Le juge a examiné la recevabilité de la contestation de Monsieur [G], notant que celle-ci avait été faite dans les délais légaux. Il a confirmé que la contestation était recevable, car elle avait été notifiée à l’huissier le jour même de l’assignation.

Décision sur la Mainlevée

Le juge a statué que la créance de Madame [E] n’était pas exigible en l’absence de justificatifs. Par conséquent, il a ordonné la mainlevée de la saisie-attribution, précisant que les frais de cette mesure seraient à la charge de Madame [E].

Caractère Abusif de la Saisie

Le juge a également constaté que la saisie-attribution était abusive, en raison de l’absence de justificatifs et du contexte conflictuel entre les parties. Il a condamné Madame [E] à verser 500 euros de dommages et intérêts à Monsieur [G] pour le préjudice subi.

Condamnations et Dépens

En vertu des dispositions légales, Madame [E] a été condamnée à payer les dépens et une somme de 500 euros sur le fondement de l’article 700 du Code de procédure civile. La décision a été déclarée exécutoire de droit à titre provisoire.

Q/R juridiques soulevées :

Sur la recevabilité de la contestation de la saisie-attribution

La recevabilité de la contestation de la saisie-attribution est régie par les articles L211-4 et R211-11 du Code des procédures civiles d’exécution.

L’article L211-4 stipule :

 » Toute contestation relative à la saisie est formée dans un délai fixé par décret en Conseil d’Etat.

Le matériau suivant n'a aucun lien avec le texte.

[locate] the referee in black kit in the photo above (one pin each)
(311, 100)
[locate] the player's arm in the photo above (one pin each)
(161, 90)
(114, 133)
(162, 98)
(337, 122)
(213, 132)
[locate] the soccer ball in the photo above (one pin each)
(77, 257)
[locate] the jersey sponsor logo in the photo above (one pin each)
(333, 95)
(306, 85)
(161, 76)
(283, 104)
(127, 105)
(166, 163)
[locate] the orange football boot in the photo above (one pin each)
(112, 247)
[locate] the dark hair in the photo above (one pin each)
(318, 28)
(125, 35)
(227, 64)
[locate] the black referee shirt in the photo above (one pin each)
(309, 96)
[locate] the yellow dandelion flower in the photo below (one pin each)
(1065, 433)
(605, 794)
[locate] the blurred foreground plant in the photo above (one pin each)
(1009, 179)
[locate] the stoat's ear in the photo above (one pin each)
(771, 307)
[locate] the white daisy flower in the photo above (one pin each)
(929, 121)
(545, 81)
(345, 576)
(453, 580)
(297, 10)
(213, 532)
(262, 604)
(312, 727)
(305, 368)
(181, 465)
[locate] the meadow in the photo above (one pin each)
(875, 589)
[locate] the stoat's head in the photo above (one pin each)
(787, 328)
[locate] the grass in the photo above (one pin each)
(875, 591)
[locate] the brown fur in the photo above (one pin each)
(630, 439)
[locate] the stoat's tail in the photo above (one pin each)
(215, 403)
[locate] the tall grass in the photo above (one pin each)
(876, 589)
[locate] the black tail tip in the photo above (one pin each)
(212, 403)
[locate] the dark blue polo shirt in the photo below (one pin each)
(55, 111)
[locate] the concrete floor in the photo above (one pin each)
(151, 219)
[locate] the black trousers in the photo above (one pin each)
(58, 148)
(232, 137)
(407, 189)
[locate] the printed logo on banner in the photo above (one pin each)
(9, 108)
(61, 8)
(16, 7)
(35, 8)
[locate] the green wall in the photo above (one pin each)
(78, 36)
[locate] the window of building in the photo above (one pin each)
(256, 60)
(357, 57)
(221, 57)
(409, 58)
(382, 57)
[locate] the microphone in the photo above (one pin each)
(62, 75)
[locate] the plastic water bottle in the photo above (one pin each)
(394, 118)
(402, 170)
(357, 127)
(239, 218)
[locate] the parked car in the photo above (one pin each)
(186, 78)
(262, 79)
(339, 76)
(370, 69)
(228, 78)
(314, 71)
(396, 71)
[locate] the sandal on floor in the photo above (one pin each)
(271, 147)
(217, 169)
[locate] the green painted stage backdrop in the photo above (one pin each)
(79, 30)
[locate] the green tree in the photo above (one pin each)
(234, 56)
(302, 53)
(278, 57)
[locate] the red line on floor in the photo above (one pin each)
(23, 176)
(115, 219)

En l’absence de contestation, le créancier requiert le paiement de la créance qui lui a été attribuée par l’acte de saisie.

Toutefois, le débiteur saisi qui n’aurait pas élevé de contestation dans le délai prescrit peut agir à ses frais en répétition de l’indu devant le juge du fond compétent.  »

De plus, l’article R211-11 précise :

 » A peine d’irrecevabilité, les contestations relatives à la saisie sont formées dans le délai d’un mois à compter de la dénonciation de la saisie au débiteur.

Sous la même sanction, elles sont dénoncées le même jour ou, au plus tard, le premier jour ouvrable suivant, par lettre recommandée avec demande d’avis de réception, à l’huissier de justice qui a procédé à la saisie.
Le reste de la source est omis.